И менее всего сейчас, думал Делглиш, возвращаясь в свой офис. К истории о жестоком садизме и ненависти добавились еще две смерти.
Он отпустил Мастерсона домой, а сам уселся за стол, чтобы еще раз пристально изучить бумаги. Едва за сержантом захлопнулась дверь, как зазвонил городской телефон. Звонил руководитель лаборатории судебно-медицинской экспертизы, сообщивший, что получены окончательные анализы. Джозефина Фоллои умерла от отравления никотином, и этот никотин был взят из аэрозолевого баллончика для опрыскивания роз.
6
До того момента, как он наконец закрыл за собой дверь Найтингейл-Хаус и отправился в «Фальконерс армс», прошло еще два часа.
Дорога освещалась старинными фонарями, такими редкими и тусклыми, что большую ее часть пришлось идти в темноте. По пути ему не встретилось ни души, так что он охотно верил, что эта безлюдная дорога не пользуется популярностью у студенток с наступлением темноты. Дождь прекратился, однако поднялся ветер, который стряхивал со смыкающихся над головой веток вязов последние капли дождя.

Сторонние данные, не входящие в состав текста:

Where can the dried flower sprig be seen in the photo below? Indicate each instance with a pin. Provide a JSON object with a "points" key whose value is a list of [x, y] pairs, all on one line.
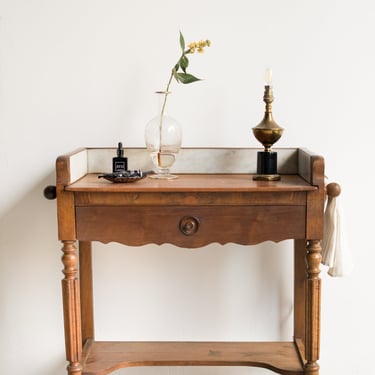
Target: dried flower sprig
{"points": [[179, 72]]}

Чувствуя их на своем лице и за воротником пальто, он досадовал на себя за то, что утром решил обойтись без машины. Деревья росли близко к дороге, отделяясь от нее лишь узкой полоской размокшего дерна. Несмотря на ветер, а также клубящийся среди деревьев и вокруг фонарей туман, эта ночь выдалась теплой. Дорога была не более десяти футов шириной. Должно быть, когда-то она служила главной подъездной дорожкой к Найтингейл-Хаус, она так долго петляла между зарослями берез и вязов, словно бывший хозяин дома надеялся ее длиной придать большую значимость собственной персоне.